Promptly penned flash fiction! It’s June and I’m taking it as, you probably know what this is about now and no longer need an introduction. This week is using the prompt:
Person A: “How long have you been standing there?”
Person B: “Longer than you’d like.”
The ladies participating are:
Please enjoy, Asshat Parking
A Ford Excursion is already a behemoth of a vehicle, why not lift the fuck out if it. It might be a slight exaggeration to say the tires are bigger than my reasonable compact designed car engineered for optimal city driving. But “exaggeration” itself could be the most appropriate word for my experience. I would make a bet that if I asked the owner of this confederate flag emblazoned oversized processed food grocery getter why the truck was lifted to a staggering, and clearly illegal height, I would get an answer laced with profanities and racism.
“I like em tall, easier to plow over those mother fucking slow ass piece of shit cars on the freeway. You know the ones, going under the speed limit and packed to the fucking gills with wet backs. You know, If they’d learned their English, maybe they go the speed limit.”
Let me make a statement before I continue on: I’m completely okay with profanities.
But if we’re also going to discuss stereotypes, I think this red neck pot might be calling the immigrant kettle black. And just as well, I might be too. I’m making a judgement call on the person parked like an asshat in front of my favorite Chinese place.
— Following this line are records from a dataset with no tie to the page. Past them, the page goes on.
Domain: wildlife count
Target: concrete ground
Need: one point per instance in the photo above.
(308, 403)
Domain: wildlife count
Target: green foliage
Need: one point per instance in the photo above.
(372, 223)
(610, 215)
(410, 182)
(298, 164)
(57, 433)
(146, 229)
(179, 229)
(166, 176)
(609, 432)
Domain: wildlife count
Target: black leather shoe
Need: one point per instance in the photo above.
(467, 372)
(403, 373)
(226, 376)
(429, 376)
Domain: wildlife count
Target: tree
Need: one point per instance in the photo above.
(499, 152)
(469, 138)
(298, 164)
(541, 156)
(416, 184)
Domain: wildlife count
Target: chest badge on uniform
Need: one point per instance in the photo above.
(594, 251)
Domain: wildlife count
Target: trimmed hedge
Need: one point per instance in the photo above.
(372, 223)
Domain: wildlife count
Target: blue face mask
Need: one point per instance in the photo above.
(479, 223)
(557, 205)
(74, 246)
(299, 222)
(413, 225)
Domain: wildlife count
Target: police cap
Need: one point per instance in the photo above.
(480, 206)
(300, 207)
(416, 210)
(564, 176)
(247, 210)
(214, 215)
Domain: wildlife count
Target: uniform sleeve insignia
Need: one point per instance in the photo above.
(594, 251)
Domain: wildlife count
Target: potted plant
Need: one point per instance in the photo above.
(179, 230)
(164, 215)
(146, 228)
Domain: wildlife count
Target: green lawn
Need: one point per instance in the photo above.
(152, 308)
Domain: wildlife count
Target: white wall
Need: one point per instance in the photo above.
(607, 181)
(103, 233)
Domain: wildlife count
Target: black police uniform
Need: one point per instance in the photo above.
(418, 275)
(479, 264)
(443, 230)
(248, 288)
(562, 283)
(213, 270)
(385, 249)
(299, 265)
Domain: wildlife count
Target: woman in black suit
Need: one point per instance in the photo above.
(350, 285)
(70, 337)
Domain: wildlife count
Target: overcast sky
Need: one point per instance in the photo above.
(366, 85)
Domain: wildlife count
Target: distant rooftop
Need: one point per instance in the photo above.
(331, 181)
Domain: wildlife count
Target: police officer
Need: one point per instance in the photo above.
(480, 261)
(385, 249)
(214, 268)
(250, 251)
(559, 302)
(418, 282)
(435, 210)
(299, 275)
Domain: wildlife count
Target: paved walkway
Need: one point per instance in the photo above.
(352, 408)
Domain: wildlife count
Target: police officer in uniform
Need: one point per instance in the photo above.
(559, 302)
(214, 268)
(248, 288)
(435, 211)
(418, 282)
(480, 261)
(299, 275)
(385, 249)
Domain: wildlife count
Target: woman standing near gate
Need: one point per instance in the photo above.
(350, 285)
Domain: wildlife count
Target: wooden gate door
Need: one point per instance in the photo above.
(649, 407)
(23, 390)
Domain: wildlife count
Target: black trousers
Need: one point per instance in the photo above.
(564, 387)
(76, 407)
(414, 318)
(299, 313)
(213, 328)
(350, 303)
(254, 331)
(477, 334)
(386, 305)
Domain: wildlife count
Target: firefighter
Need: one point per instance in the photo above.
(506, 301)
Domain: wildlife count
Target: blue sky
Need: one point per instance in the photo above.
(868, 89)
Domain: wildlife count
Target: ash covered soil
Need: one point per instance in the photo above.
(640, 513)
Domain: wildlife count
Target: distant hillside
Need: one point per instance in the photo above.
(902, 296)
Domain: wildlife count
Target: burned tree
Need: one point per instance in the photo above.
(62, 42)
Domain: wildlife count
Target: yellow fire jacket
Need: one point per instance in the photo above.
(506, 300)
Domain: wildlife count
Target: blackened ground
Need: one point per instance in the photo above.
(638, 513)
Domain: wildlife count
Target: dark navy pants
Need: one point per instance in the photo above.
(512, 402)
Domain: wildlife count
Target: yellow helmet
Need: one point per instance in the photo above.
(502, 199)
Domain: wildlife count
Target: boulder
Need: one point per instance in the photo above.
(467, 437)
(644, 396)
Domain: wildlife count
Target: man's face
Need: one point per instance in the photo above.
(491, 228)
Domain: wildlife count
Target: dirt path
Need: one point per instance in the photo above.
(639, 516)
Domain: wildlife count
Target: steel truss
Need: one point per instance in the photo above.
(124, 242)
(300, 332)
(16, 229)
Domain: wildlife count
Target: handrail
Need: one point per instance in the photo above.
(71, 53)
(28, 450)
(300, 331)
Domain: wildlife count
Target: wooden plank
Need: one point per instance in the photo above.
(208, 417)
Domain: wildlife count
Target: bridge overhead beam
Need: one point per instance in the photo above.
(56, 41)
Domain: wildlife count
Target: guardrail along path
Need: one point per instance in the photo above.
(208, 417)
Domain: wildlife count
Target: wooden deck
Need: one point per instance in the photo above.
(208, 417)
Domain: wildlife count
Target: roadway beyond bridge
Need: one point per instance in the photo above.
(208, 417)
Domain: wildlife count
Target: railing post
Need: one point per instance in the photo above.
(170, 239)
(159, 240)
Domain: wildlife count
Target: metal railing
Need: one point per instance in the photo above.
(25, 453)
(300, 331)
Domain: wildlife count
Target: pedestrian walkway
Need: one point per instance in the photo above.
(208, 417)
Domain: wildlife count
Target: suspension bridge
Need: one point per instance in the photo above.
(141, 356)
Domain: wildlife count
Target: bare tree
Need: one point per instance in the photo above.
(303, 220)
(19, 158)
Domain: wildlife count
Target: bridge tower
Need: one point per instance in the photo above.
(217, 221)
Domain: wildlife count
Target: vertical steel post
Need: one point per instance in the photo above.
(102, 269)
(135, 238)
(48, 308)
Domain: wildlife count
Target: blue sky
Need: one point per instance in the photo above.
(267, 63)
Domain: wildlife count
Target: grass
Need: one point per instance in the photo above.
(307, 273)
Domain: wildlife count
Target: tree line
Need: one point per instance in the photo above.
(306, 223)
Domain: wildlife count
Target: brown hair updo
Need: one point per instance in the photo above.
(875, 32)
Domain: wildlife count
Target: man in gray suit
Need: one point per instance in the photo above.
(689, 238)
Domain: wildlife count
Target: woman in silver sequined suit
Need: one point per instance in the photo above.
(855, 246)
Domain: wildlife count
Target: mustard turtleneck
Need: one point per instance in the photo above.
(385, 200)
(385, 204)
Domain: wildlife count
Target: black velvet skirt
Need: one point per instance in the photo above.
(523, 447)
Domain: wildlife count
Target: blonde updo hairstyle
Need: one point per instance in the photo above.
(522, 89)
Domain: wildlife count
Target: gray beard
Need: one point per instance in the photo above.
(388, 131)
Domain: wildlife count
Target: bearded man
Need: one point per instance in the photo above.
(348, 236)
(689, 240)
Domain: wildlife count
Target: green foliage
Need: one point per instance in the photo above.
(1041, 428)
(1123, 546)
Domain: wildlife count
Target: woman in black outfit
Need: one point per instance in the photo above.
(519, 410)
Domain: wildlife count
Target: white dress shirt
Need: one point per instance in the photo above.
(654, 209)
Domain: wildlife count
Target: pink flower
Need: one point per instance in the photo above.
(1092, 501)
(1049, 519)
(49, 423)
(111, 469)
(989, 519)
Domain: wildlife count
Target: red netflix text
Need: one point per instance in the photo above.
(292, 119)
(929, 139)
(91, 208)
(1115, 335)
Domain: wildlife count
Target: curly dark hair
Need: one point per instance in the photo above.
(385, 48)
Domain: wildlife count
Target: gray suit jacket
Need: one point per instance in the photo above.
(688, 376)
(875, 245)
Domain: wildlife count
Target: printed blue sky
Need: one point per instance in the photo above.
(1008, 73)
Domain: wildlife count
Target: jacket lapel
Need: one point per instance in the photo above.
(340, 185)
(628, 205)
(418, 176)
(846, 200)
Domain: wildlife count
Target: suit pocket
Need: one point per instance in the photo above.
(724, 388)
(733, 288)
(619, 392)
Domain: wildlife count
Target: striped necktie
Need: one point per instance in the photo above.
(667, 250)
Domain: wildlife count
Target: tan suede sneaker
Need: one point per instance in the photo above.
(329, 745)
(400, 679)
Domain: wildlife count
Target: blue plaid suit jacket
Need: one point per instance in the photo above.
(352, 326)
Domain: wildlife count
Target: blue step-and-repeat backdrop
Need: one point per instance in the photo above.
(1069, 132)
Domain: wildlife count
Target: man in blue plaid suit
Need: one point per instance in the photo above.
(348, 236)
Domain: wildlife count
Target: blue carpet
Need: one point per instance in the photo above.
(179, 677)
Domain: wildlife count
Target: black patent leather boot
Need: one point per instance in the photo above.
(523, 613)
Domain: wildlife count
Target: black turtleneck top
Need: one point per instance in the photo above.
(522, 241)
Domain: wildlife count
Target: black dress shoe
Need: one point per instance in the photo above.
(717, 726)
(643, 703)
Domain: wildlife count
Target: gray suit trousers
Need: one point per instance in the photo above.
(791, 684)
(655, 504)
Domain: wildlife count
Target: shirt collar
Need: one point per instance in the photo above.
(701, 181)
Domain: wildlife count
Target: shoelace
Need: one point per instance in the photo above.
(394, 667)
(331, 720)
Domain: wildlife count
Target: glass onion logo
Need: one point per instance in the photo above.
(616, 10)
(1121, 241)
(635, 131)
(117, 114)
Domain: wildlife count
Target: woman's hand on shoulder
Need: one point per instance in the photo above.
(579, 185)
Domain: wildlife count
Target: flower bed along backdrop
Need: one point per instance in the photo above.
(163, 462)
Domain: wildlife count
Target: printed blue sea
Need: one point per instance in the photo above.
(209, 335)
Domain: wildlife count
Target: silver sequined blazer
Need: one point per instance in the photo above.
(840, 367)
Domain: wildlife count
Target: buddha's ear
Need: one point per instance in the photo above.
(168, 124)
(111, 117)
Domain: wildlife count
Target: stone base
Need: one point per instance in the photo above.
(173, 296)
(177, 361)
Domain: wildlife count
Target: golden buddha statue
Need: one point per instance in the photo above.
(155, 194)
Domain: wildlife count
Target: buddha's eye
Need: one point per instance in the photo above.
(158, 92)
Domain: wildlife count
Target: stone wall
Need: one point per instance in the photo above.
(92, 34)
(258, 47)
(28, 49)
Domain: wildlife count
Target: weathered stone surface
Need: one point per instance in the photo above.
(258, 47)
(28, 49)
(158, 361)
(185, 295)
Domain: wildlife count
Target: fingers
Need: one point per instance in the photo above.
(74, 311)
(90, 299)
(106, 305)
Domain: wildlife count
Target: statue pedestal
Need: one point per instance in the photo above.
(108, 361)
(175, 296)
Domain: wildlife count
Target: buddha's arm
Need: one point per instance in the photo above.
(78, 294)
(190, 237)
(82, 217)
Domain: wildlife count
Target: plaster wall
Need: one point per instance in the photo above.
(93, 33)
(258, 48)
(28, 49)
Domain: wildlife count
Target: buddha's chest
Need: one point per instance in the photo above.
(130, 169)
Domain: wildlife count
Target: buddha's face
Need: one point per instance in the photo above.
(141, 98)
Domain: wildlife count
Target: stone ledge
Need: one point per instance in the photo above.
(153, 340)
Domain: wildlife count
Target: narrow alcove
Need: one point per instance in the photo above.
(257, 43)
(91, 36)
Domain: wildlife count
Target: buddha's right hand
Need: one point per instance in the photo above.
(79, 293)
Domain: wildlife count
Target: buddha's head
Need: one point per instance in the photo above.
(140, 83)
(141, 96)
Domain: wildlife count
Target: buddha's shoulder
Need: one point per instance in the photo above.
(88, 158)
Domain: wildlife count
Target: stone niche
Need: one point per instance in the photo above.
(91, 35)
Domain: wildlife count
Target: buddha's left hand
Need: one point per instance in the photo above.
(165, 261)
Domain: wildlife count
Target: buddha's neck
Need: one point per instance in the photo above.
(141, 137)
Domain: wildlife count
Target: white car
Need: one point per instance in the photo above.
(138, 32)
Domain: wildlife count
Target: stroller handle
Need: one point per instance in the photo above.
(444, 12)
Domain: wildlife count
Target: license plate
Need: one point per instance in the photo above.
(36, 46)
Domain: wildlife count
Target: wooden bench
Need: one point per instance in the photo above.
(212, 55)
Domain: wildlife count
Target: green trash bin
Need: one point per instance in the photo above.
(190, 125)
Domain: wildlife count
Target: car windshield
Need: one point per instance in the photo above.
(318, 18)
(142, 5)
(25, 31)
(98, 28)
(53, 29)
Big truck, confederate sticker, two tires settled on one side of the parking space and another two tires in another. Sure, the wheels aren’t even remotely straight and the eyesore is parked at an angle even Euclid would find intriguing. Maybe, just maybe, once I step inside I’ll find the owner to this truck is not at all what I envisioned.
“Hey! Sweetheart. I want my regurar.”
“Yes. Sweet and sour? Crab rangoon?”
The lady was large, both in height and girth. Her hair was pulled back into a tight greasy bun. The frequency of this hair style was often based on the advanced traction alopecia around her face. Her stance was confident. She kept her shoulders rolled back, leaned with her elbow on the counter as she kicked up one dirty flip flopped foot over the other.
“Yes. Crab rangoons. You know I always get them. Not sure why you are asking. You got to work on those listening skills.”
“Yes.” The girl nodded. “10 to 15 minute.”
“Minutes. We don’t say ‘minute’ we say ‘minutes’ because there is more than one. Don’t they learn you that before coming over?”
I closed my eyes and chanted to myself while imagined my heels clicking together, please don’t be a stereotype, please don’t be a stereotype, please don’t be a stereotype…
“Teach.” Her voice was soft and clear.
Opening my eyes I see the girl behind the counter straight faced and holding herself ridged enough to seem ten feet taller than she really was. “The word is ‘teach’. You meant to ask, do they teach you before you come over. No. We do not all have such opportunities. We do learn politeness. Do you they learn you politeness here?”
“I have been a customer here for five years and you don’t get to talk to like that.”
“No. This is my business and you do not be rude to me weekly for five year. Please. Leave.” The girl holds out her hand in gesture to the door.
“No. Leave. Goodbye.”
“You fucking chinks have shitty food anyways! I can get cat from somewhere else. I don’t need your service. I don’t need this shitty place. Get fucked.” The woman throws up her middle finger into the girls face before walking out. She attempted to slam the door behind her but the pneumatic feature prevents the door from going farther than a fraction of an inch. Rather than the dramatic crash she was going for, the door just lightly hissed as it gradually closed behind her.
“Oh!” The girls eyes widen. “How long you been standing there?”
“Longer than you’d like.” I said. “But that was amazing and let me tell you, I’m so glad I got to see it.”